In [None]:
!pip -q install datasets accelerate transformers==4.56.2 trl==0.22.2 peft bitsandbytes

In [None]:
import time, torch
from datasets import load_dataset
from transformers import AutoTokenizer, AutoModelForCausalLM, BitsAndBytesConfig
from peft import LoraConfig, get_peft_model, prepare_model_for_kbit_training
from trl import SFTTrainer, SFTConfig

In [None]:
alpaca_prompt = """Below is an instruction.

### Instruction:
{instruction}

### Input:
{input}

### Response:
"""

def prepare_dataset(n=200):
    ds = load_dataset("yahma/alpaca-cleaned", split="train").select(range(n))
    def fmt(ex):
        return {"text": alpaca_prompt.format(
            instruction=ex["instruction"],
            input=ex["input"]
        ) + ex["output"]}
    return ds.map(fmt, remove_columns=ds.column_names)

dataset = prepare_dataset()


In [None]:
bnb = BitsAndBytesConfig(load_in_4bit=True)
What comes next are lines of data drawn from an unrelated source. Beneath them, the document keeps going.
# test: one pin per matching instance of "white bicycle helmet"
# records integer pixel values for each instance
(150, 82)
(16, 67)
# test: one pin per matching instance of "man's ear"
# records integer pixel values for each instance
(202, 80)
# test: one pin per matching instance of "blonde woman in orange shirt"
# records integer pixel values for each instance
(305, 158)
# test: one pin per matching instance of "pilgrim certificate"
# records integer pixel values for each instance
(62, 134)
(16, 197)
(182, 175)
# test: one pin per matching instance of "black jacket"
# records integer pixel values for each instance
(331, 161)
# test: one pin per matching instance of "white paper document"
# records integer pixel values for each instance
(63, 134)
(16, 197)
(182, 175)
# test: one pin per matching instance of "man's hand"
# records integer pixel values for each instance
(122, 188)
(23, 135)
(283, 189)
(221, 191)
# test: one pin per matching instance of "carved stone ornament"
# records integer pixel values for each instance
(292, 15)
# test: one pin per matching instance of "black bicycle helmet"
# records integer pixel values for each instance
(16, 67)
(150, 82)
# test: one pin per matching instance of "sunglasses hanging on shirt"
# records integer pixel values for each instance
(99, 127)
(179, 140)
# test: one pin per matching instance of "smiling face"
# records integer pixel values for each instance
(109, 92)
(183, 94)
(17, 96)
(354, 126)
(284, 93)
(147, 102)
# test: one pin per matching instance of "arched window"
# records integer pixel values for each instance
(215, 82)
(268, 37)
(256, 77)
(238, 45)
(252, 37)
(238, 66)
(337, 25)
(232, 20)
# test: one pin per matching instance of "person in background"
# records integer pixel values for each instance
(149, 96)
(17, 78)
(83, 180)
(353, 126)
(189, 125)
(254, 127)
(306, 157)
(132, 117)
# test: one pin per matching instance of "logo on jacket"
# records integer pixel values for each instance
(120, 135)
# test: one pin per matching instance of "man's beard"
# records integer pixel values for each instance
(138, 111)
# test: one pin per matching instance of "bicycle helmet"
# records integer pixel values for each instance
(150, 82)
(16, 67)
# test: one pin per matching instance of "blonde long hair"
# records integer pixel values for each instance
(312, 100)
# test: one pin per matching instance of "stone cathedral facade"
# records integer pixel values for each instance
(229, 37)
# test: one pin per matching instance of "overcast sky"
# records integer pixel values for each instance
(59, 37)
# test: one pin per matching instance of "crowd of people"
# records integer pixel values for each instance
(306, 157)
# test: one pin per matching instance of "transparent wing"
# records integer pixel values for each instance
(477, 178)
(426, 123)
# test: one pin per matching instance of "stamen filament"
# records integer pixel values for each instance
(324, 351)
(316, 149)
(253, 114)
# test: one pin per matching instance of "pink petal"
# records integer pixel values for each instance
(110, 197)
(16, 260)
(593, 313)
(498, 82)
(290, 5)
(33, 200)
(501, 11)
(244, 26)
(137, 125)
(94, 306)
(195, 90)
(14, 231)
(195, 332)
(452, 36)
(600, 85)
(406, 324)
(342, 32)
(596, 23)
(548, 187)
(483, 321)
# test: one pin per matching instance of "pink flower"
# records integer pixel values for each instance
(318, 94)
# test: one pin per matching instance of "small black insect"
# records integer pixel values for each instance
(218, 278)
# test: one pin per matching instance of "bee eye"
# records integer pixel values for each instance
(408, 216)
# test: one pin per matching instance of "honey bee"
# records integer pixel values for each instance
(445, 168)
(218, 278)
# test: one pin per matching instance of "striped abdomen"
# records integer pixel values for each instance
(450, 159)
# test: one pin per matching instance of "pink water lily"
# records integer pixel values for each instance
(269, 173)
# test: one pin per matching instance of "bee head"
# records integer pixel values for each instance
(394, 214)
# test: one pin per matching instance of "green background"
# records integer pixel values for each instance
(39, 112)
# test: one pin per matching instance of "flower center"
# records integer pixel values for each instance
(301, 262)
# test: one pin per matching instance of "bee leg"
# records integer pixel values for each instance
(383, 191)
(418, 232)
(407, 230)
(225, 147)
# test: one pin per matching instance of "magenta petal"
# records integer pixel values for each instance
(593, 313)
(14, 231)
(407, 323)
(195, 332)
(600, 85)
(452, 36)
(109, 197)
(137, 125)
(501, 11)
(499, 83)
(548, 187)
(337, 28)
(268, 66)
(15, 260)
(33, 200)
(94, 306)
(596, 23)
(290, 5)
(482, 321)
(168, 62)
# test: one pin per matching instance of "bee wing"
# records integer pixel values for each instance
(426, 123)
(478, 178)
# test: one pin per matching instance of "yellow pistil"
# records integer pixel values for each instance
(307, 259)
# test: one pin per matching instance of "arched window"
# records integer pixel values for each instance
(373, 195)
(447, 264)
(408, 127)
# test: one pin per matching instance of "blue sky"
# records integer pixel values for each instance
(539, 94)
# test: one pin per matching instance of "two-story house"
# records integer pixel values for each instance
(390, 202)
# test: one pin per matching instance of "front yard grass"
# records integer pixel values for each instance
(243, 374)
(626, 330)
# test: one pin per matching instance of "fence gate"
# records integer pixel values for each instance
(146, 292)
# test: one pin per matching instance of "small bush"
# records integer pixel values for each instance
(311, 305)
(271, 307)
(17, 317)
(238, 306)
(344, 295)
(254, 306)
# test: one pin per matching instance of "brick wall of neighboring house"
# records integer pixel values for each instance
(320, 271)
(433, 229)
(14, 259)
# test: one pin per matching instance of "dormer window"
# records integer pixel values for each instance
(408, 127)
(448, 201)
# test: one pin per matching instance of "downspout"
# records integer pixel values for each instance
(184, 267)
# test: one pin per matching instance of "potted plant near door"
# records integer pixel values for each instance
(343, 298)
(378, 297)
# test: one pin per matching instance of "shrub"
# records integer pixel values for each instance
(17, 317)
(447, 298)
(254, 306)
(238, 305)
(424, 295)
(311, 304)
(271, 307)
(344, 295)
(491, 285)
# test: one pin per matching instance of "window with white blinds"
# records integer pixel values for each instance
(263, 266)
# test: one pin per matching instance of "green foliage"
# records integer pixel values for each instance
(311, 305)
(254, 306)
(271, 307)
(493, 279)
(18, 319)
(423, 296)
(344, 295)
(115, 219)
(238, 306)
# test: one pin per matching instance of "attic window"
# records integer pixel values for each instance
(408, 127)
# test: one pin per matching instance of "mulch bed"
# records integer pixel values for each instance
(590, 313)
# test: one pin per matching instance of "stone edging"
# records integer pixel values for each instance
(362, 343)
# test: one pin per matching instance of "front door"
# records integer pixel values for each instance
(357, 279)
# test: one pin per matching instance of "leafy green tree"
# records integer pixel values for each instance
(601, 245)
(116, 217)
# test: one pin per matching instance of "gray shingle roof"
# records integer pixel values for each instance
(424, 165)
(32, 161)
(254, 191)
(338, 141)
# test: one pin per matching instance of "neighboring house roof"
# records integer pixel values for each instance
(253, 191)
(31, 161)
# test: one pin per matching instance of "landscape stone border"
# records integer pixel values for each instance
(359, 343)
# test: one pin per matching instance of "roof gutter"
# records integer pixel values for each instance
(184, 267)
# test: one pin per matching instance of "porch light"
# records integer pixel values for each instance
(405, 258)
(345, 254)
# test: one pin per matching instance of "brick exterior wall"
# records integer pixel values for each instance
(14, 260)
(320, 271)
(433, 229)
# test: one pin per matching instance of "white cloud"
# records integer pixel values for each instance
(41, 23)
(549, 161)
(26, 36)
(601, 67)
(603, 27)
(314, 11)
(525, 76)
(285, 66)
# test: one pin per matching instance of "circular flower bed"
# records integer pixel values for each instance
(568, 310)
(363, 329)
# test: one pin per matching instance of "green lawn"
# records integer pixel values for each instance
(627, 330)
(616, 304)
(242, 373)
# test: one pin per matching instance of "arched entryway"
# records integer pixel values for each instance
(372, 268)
model_name = "TinyLlama/TinyLlama-1.1B-Chat-v1.0"
tokenizer = AutoTokenizer.from_pretrained(model_name)
tokenizer.pad_token = tokenizer.eos_token

model = AutoModelForCausalLM.from_pretrained(
    model_name,
    quantization_config=bnb,
    device_map="auto",
)

model = prepare_model_for_kbit_training(model)


In [None]:
model = get_peft_model(
    model,
    LoraConfig(
        r=16,
        lora_alpha=16,
        target_modules=["q_proj","v_proj"],
        bias="none",
        task_type="CAUSAL_LM",
    )
)


In [None]:
torch.cuda.reset_peak_memory_stats()
start = time.time()

trainer = SFTTrainer(
    model=model,
    tokenizer=tokenizer,
    train_dataset=dataset,
    dataset_text_field="text",
    args=SFTConfig(
        max_steps=50,
        per_device_train_batch_size=2,
        gradient_accumulation_steps=4,
        learning_rate=2e-4,
        output_dir="hf_out",
        report_to="none",
    ),
)

trainer.train()

train_time = round(time.time() - start, 2)
train_vram = round(torch.cuda.max_memory_reserved()/1024**3, 3)


In [None]:
inputs = tokenizer("Explain LoRA simply.", return_tensors="pt").to("cuda")
torch.cuda.synchronize()
t0 = time.time()
out = model.generate(**inputs, max_new_tokens=128)
torch.cuda.synchronize()
t1 = time.time()

tokens_per_sec = round(out.shape[-1]/(t1 - t0), 2)

print("HF RESULTS")
print("Train time (sec):", train_time)
print("Peak VRAM (GB):", train_vram)
print("Tokens/sec:", tokens_per_sec)